Last year, the company sold its non-oncology formulations business to Alembic for Rs 159 crore.

With this, Dabur Pharma’s plan was to focus on the core oncology business and exit other non-core businesses. This acquisition gave Alembic entry into cardiovascular, diabetic and gastrointestinal — all lifestyle products with high growth potential.

In 2003, Dabur India demerged its pharmaceutical business from the FMCG business following recommendations from consultancy firm Accenture. The decision to demerge was taken as it was felt that Dabur’s pharma and FMCG businesses need to be separated to provide greater focus and growth to each business under separate business heads.

If Dabur opts for the divestment option, it will make it a pure-play FMCG group.
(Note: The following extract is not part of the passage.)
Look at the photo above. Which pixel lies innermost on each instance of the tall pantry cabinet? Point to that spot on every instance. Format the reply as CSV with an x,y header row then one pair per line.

Last year, Anand Burman, the man behind Dabur Pharma, stepped down as chairman of the company and took over as the chairman of Dabur India, the group’s FMCG flagship, though he is still a director on the pharma company’s board.

Dabur Pharma has a market cap of around Rs 1,000 crore. The promoters of the company — the Burman family — hold a 65% stake in the company and at present their market capitalisation, the value of shares held by them, is estimated to be Rs 650 crore. On Wednesday, its share price closed at Rs 63.85 on BSE while the 52 week high on January 3 was Rs 92.4.

For the third quarter ended December, the company recorded net sales of Rs 65 crore, down from Rs 76.62 crore in the previous year quarter. Net profit at Rs 8.26 crore improved marginally from Rs 8.9 crore. For the fiscal year ended 2006-07, it made Rs 322 crore in net sales and Rs 19.7 crore in net profit.